While about as free as a project like this can really be, Gunn's fits of expressions and of humor are yoked to a plot that isn't just familiar, it's retrograde — a display of dominant neoliberalism at its shirking core. As has become common with most winking franchise work, the coy suggestion that the characters are in on the proceedings, that they and the director don't take things too seriously, that it's "just a comic-book movie," provides a screen not only for a drably centrist political schema but for a lack of imagination, consideration, or thought. As usual, it's a gesture toward — rather than a credible emblem of — control of meaning or of tone.
In dropping the film's U.S.-backed band of mercenaries in the Caribbean (and largely Latinx) nation of Corto Maltese, Squad ladles its uneven displays of wit and attempts at political satire over a narrative spine that foregrounds, revels in, and then just barely critiques U.S. interventionism. While the titular band (surprise!) finds ways to assert themselves, straying from their stated mission to secure contraband from a secret weapons post, they do so largely by traipsing through a country on the detonated, splattered guts of its brown inhabitants. When they come across a group of revolutionaries (led, inevitably, by an underserved Alice Braga) fighting against a starched and gilded, palace-based military regime, they forge an alliance that wears underdog patches on its sleeve while in practice serving as the dominating arm of a U.S.-backed coup. Over the squad's progression through beaches and jungles to the capital city's base and castle, Corto's residents are framed as anonymous people with odd customs, a procession of bodies with little more agency than dog food — and left often in similar form.
While Gunn attempts to turn the film's implicit rhetoric to the purposes of critique, reframing the film's nominal villain leads — eventually, in classic neoliberal fashion — as well-meaning but irreverent liberators waging a necessary, bloody fight for both human rights and public accountability, the sauce by Squad's end has already been long prepared, simmered, and served. After choreographing scene after scene of his leads slaughtering anonymized hordes of soldiers on foreign soil — at the whims of an office that operates basically like the CIA, no less — it's impossible for Gunn to have and keep the cake he's spent two hours gleefully scarfing down.

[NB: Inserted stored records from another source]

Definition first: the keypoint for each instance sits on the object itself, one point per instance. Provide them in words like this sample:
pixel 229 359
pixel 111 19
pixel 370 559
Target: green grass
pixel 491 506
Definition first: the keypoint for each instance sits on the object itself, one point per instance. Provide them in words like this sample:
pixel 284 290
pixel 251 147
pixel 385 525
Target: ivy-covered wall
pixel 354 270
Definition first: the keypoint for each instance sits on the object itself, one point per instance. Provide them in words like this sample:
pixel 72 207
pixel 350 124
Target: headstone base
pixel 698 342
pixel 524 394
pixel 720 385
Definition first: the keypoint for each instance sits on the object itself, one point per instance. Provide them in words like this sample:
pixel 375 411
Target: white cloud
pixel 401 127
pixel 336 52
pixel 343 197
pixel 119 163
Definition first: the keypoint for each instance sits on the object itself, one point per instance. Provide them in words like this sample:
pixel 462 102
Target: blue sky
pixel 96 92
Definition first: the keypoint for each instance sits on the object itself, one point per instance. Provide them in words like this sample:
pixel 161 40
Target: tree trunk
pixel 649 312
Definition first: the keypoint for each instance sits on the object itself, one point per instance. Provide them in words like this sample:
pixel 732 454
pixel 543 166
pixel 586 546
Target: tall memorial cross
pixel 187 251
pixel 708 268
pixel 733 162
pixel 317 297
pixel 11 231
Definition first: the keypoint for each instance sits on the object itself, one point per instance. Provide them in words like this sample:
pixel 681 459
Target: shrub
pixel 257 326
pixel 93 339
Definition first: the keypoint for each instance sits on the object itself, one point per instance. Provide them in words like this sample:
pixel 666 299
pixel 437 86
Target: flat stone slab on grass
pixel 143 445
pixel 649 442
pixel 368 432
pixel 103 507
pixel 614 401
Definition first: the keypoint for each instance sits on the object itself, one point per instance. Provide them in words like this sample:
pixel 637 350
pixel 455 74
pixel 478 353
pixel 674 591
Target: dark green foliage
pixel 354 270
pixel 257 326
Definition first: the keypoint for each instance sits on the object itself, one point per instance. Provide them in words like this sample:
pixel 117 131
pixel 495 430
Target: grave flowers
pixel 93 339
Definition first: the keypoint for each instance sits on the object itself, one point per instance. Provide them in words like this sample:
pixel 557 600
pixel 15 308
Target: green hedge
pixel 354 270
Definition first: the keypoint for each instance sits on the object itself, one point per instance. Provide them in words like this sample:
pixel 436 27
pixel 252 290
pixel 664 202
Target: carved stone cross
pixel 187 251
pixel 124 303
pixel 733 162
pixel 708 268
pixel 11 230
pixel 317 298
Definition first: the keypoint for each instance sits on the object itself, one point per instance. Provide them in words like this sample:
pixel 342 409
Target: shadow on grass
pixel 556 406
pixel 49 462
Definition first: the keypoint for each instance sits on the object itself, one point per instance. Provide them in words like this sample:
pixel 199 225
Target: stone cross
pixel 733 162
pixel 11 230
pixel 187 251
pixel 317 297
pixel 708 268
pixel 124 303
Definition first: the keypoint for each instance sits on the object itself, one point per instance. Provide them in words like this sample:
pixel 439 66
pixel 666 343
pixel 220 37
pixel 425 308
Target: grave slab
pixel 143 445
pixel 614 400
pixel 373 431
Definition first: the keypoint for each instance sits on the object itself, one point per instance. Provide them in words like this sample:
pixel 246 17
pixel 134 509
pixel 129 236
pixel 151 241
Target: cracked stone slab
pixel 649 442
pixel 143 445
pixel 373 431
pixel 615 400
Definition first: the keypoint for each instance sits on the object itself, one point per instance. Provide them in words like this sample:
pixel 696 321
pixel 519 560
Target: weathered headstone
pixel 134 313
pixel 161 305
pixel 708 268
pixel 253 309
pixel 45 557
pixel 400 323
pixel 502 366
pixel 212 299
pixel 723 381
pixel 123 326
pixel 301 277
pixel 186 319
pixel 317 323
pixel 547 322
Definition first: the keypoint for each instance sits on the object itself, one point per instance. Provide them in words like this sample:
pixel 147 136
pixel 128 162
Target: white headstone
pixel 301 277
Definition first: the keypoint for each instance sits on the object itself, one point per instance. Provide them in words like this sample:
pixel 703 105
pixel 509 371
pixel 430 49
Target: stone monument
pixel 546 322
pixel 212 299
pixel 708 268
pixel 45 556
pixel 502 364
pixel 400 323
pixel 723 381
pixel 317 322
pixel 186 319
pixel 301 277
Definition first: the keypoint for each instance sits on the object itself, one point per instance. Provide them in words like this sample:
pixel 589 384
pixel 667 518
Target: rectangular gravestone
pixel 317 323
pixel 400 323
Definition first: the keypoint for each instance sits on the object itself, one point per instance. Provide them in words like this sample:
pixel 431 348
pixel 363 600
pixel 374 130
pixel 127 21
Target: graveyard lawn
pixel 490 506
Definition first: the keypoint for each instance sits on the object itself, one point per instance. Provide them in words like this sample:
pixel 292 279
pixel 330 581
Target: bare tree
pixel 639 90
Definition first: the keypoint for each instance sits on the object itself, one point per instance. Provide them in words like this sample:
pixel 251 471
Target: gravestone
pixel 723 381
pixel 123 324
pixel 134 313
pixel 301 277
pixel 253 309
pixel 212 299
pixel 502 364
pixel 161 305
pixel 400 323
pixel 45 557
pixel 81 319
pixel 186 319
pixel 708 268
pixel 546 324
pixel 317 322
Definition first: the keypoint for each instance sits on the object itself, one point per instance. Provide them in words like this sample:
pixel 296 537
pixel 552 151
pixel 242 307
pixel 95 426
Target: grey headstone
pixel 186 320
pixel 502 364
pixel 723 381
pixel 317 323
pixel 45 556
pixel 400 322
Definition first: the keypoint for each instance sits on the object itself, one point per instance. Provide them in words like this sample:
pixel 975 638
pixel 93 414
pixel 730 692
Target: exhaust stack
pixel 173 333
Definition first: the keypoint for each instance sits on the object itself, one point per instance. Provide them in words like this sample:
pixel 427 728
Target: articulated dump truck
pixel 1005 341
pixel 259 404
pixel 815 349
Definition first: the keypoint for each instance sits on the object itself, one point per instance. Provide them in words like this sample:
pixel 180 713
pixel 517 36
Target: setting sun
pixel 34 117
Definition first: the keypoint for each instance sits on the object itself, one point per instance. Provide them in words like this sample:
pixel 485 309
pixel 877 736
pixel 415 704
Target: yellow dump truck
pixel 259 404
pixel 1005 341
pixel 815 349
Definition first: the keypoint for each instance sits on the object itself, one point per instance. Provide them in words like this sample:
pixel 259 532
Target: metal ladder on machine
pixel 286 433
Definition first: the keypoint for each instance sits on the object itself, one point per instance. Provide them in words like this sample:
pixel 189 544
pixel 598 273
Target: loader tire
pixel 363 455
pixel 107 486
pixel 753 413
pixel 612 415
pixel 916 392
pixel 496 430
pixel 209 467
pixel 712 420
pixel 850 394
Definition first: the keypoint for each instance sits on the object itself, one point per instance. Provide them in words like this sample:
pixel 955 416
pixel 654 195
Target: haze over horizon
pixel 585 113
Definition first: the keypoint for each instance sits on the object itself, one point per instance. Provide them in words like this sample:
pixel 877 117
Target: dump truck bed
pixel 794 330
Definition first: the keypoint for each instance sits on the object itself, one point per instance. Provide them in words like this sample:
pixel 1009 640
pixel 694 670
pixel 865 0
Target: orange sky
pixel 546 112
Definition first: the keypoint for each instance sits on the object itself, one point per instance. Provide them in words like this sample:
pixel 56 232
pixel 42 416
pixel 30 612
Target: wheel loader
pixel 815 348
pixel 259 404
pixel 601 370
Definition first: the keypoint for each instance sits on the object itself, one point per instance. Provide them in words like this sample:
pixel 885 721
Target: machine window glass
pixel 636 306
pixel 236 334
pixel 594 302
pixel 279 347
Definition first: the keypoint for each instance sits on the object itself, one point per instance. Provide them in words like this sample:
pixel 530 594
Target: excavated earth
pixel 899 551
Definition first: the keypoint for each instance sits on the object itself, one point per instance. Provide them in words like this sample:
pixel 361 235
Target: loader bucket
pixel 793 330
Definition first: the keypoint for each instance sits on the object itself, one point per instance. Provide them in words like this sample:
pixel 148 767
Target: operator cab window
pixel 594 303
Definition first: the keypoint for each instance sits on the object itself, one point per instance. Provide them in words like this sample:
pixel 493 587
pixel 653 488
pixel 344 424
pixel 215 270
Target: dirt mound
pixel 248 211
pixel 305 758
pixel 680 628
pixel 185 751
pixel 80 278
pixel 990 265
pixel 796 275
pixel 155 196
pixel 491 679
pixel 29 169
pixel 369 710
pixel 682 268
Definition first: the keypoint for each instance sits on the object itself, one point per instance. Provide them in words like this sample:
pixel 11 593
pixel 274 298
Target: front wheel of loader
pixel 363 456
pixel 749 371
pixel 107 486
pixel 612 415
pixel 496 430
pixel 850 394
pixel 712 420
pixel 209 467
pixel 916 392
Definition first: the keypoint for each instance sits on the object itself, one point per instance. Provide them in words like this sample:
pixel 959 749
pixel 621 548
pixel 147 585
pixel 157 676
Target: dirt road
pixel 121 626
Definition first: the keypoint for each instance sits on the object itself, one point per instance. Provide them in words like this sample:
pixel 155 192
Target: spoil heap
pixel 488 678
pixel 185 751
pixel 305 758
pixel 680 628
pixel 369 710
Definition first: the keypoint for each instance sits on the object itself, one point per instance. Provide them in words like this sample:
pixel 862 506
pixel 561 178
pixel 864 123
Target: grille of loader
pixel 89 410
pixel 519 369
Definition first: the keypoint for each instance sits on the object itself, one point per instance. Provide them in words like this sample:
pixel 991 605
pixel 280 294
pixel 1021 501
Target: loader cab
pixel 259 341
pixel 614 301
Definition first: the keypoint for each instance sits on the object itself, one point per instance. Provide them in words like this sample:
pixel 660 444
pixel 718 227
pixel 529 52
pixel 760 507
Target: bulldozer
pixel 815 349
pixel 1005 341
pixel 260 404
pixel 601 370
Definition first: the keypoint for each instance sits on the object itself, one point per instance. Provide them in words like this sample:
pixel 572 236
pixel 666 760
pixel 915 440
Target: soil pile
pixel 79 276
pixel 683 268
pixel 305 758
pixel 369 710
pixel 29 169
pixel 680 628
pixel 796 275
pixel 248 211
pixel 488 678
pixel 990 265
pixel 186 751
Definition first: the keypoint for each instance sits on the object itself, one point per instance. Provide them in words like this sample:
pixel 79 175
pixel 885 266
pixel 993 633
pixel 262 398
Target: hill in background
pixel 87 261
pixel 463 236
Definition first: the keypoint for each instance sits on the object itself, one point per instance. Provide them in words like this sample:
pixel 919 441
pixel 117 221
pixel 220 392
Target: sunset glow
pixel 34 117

With violence that is — while at times satisfying — as pointedly, bawdily comedic as it is overscored, Squad seemingly by accident (though not by coincidence) becomes an effects-enhanced celebration of the received narratives that make it up. Like an amorous kid compiling a mixtape, Gunn's assembled a bundle of messages here through the songs and stories his handiwork contains. In doing so, he's painted an illuminating portrait of who its maker is — but he hasn't crafted the kind of picture he should want to.